Some more good articles have come out in the past couple of days on the prospects for the oil industry of regime change in Iraq, including this LA Times article exploring whether regime change would weaken OPEC. The experts interviewed have mixed opinions on whether Iraq would leave OPEC under a new regime, but all agree that more capital investment in the industry in Iraq would change the dynamic of OPEC. OPEC is in difficult straits at the moment, and is unlikely to be able to sustain the current high prices, as the closing comment in this article notes:
“OPEC faces problems not just from Iraq,” said Petroleum Finance Co.’s Alkadiri. “Global demand isn’t increasing that rapidly. You have a lot of non-OPEC production coming on. Within OPEC, you have countries that are well over their production quotas. You have a whole bunch of problems that point to a struggle within the organization and, ultimately, to the unsustainability of present prices.”
An article in Saturday’s New York Times examines the prospects for the oil service sector of the industry, which could see a lot of work from rehabilitating Iraq’s derelict oil fields. The article refers to a Deutsche Bank analysis by Adam Sieminski, one of the best energy analysts around, that points out the agreements between Iraq, Russia and France in the past decade:
Over the last several years, Mr. Hussein has signed memorandums of understanding with oil companies to develop fields once sanctions are lifted. With the United States and Britain most sharply at odds with Mr. Hussein, American companies and BP did not participate in the process. Mr. Hussein himself favored companies from France, Russia and China ? in an effort, Mr. Sieminski said, to win friends in the United Nations Security Council.
There is debate in the industry about whether those agreements will be honored once sanctions are lifted, Mr. Sieminski said. If Mr. Hussein remains, the memorandums would probably remain valid. But if he goes, there would most likely be a great deal of jockeying to develop fields that hold billions of barrels of oil, industry experts said.
This history makes the whole issue of “regime change in Iraq is about oil” very, very complicated. Have Russia and France been entering agreements with Iraq that violate the spirit of the UN sanctions? How likely is it that they would not be able to invest in Iraq? I would bet that these kind of considerations are influencing their attitudes toward regime change. Much of exploration and capital investment in the oil industry these days is done through multinational partnerships, and Russia and France would like to ensure that their oil companies can participate in such partnerships; Nick Schulz of Tech Central Station made this point in a National Review online commentary in September, and it’s very important. A negative spin on this point, though, would be that regime change in Iraq could remove Russian and French oil companies from their preferential relationships with Iraqi leadership, feeding into Russia and France not supporting regime change. I don’t think this negative spin makes sense, because having preferential treatment in an environment with decrepit capital assets, UN sanctions, and other obstacles to trade really cuts the prospects for profitability in Russia’s and France’s slice of the pie.
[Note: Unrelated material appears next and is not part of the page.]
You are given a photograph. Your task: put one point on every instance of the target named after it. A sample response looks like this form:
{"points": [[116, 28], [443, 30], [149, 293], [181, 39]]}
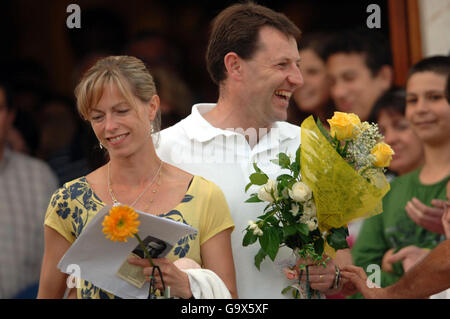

The truly beautiful thing about free trade and investment is that the size of the pie increases, so even if you have a small slice you end up with more than you had before. The richness and potential of Iraq’s human capital and oil assets are a growth opportunity for Iraqis and for multinational consortial of oil and oil service companies to work in collaboration with them to create value that does not currently exist. So there’s room for persuading Russian and French oil companies that a modern Iraq will benefit them, in addition to the benefit for Iraqis of modernity (to use Tom Friedman’s language, which I like in this case).